UNAIR NEWS – Kejadian antraks di Gunungkidul baru-baru ini memunculkan keprihatinan banyak pihak, termasuk pakar kedokteran hewan asal Universitas Airlangga (UNAIR), Dr Nusdianto Triakoso MP drh.
Penyakit Antraks penyebabnya adalah bakteri Bacillus anthracis. Bakteri ini bisa berubah menjadi bentuk spora bila bertemu dengan udara, dan akan mempunyai ketahanan yang sangat kuat bertahan di lingkungan atau tanah hingga berpuluh tahun. Resistensi ini menyebabkan kawasan yang telah terdeteksi antraks perlu adanya pengawasan. Sebab, terdapat peluang terjadinya antraks yang lebih tinggi karena ternak terinfeksi dari pakan yang tercemar spora antraks di tanah.
Tingkatkan Edukasi dan Pelaksanaan SOP
Dosen Fakultas Kedokteran Hewan (FKH) UNAIR tersebut menyarankan pemerintah dan dinas terkait untuk dapat melacak dan menangani sumber penularan hewan ternak yang terdeteksi antraks. Setelahnya, dinas peternakan dan kesehatan dapat memberikan edukasi utamanya pada tradisi mbrandu, ataupun gejala dan penyembuhan penyakit antraks pada hewan maupun manusia.

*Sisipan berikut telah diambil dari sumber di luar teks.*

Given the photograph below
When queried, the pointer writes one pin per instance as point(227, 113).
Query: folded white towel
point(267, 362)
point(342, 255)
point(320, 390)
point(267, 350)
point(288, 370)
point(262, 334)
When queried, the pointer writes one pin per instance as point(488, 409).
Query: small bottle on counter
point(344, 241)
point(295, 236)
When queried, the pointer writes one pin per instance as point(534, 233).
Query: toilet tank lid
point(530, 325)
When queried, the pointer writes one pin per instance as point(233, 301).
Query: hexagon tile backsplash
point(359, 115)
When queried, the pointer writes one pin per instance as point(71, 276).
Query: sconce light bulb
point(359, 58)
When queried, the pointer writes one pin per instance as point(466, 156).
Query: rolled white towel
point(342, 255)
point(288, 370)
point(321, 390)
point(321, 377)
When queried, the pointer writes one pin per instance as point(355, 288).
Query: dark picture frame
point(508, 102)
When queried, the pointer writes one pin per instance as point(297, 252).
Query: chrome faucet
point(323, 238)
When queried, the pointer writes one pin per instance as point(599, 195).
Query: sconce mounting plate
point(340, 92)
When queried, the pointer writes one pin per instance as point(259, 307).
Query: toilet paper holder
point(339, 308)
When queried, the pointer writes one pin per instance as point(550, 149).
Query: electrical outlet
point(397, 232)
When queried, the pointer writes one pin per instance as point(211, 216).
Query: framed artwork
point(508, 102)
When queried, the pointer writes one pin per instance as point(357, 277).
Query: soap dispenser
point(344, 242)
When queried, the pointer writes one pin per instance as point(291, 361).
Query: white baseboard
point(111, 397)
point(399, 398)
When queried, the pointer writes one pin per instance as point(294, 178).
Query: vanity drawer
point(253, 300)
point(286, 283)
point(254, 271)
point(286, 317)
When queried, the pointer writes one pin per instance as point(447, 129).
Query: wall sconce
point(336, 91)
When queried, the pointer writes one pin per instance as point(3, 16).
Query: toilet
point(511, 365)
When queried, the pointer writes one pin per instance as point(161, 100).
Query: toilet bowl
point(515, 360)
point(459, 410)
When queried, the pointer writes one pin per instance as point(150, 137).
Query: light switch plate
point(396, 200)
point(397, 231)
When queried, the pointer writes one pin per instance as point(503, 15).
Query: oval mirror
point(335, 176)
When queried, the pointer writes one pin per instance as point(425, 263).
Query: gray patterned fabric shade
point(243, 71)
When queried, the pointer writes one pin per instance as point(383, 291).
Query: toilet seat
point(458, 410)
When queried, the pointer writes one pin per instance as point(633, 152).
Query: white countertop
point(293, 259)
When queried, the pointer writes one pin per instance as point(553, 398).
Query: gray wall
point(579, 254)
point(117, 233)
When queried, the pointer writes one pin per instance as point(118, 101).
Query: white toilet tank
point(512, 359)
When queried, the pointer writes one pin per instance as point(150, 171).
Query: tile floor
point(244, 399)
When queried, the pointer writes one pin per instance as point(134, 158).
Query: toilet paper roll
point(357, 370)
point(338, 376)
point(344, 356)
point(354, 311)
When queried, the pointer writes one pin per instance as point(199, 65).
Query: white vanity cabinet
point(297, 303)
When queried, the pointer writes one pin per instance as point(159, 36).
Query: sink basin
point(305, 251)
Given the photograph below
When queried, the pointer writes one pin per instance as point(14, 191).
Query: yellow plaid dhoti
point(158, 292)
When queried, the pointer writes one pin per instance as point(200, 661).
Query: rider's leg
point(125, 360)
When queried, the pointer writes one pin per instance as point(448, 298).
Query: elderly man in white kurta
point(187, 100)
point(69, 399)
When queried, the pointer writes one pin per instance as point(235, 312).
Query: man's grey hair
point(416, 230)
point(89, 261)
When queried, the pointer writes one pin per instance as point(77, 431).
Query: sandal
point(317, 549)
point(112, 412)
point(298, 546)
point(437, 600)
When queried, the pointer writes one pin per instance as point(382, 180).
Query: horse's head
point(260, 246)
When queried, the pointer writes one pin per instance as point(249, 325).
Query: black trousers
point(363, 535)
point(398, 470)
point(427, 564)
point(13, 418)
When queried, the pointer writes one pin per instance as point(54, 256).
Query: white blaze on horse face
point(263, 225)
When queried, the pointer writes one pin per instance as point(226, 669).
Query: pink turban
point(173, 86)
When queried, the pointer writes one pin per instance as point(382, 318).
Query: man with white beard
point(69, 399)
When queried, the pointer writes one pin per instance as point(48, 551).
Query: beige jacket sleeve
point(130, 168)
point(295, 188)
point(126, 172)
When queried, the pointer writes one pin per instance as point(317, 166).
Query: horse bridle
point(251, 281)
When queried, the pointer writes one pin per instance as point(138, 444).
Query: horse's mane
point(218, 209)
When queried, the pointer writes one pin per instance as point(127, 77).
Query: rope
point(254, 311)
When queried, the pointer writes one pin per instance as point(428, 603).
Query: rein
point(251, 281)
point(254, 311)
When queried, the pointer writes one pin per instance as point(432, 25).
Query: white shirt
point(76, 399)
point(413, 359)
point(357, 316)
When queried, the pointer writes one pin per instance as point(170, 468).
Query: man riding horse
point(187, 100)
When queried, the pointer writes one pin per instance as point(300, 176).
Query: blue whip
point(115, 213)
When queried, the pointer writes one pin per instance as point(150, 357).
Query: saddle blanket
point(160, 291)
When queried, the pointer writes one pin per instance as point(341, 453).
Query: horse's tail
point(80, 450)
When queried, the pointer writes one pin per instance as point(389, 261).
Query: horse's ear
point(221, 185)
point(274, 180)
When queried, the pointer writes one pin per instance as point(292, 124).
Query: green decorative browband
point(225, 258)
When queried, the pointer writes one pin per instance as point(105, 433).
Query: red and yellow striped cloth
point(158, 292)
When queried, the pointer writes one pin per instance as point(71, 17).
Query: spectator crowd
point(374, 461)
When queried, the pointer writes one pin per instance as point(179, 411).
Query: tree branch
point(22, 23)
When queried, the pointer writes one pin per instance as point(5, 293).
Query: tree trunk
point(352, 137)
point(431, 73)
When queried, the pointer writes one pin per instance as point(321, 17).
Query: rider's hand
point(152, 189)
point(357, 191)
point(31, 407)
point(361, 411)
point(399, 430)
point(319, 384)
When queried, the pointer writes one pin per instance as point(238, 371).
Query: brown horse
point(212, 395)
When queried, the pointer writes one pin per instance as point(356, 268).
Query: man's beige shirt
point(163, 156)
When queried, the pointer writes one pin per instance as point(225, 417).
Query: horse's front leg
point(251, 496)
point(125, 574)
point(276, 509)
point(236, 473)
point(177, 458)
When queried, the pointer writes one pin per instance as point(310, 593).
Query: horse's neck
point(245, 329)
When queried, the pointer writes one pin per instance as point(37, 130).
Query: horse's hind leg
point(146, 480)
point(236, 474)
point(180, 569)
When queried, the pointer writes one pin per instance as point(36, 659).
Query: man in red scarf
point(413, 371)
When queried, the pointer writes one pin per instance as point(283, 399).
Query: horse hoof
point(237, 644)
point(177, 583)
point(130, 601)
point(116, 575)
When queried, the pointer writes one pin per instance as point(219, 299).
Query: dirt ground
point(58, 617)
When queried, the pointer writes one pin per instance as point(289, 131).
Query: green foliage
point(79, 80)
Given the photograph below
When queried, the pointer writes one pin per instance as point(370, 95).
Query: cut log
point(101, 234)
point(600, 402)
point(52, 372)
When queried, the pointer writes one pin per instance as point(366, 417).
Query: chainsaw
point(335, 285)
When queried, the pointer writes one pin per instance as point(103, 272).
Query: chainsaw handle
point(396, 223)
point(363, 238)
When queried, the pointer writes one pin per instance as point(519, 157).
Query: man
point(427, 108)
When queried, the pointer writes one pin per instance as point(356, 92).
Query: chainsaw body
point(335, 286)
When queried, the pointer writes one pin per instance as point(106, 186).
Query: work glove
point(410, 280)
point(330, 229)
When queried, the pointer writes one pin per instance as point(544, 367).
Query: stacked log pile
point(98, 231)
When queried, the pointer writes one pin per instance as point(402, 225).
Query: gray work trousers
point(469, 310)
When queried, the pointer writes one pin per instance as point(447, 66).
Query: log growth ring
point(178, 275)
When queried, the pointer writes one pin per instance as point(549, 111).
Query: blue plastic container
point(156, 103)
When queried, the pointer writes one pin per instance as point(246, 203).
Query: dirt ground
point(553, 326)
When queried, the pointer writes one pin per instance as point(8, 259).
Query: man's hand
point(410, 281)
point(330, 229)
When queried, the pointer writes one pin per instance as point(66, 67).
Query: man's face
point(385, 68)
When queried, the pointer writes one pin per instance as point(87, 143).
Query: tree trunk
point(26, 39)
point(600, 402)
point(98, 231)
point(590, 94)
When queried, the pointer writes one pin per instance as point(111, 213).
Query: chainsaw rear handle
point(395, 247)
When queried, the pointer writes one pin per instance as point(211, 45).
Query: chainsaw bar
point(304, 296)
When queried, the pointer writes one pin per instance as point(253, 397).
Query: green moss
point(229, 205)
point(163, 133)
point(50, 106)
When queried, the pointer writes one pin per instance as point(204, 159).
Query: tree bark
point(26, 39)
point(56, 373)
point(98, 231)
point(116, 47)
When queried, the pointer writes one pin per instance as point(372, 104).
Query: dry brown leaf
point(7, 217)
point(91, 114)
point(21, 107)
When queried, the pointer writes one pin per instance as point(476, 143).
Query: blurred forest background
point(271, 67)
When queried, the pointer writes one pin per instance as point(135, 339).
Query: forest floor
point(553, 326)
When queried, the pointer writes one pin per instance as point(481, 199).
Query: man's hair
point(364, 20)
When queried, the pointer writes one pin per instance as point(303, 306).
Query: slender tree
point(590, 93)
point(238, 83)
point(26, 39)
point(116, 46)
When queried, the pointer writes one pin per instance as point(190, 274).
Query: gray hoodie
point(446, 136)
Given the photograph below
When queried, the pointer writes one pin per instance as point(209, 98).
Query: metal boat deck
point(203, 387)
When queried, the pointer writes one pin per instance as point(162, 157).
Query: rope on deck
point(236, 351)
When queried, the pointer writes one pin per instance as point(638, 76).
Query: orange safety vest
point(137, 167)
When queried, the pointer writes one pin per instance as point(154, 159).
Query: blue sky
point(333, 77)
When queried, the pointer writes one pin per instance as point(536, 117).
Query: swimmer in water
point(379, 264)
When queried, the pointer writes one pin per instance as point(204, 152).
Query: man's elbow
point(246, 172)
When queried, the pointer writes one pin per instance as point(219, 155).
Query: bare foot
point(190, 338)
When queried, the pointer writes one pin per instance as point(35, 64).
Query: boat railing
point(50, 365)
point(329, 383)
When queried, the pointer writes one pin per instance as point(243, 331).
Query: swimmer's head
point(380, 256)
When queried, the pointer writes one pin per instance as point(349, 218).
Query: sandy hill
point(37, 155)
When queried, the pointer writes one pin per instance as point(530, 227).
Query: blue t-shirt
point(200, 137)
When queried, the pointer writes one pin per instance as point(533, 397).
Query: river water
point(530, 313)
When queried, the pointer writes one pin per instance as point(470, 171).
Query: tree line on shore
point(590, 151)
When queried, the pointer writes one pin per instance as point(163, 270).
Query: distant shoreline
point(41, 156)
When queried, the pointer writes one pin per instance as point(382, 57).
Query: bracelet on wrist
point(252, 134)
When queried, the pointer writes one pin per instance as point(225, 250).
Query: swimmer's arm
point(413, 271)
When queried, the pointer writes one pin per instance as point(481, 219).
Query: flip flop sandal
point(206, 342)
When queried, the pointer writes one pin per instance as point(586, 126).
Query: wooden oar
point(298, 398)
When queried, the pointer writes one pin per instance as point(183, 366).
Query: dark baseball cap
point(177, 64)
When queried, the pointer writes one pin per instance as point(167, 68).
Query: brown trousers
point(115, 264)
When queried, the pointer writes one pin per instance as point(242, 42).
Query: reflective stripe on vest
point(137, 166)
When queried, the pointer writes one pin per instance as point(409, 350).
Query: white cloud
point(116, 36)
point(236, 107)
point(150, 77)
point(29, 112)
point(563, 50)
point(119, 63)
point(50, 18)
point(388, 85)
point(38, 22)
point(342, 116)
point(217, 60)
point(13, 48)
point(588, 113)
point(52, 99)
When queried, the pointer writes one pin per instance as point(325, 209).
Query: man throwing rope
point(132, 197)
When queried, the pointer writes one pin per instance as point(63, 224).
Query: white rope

“Harus mengingatkan para peternak untuk segera melaporkan seluruh hewan ternak yang mati tiba-tiba. Juga tidak boleh membuka atau membelah ternak yang mati tiba-tiba di daerah endemik anthraks. Bangkai ternak yang teridentifikasi antraks harus diburan minimal kedalaman dua meter dan ditaburi kapur. Harapannya agar bakteri tersebut mati dan tidak muncul ke permukaan tanah dan berpotensi menularkan ke hewan dan atau manusia,” sebutnya.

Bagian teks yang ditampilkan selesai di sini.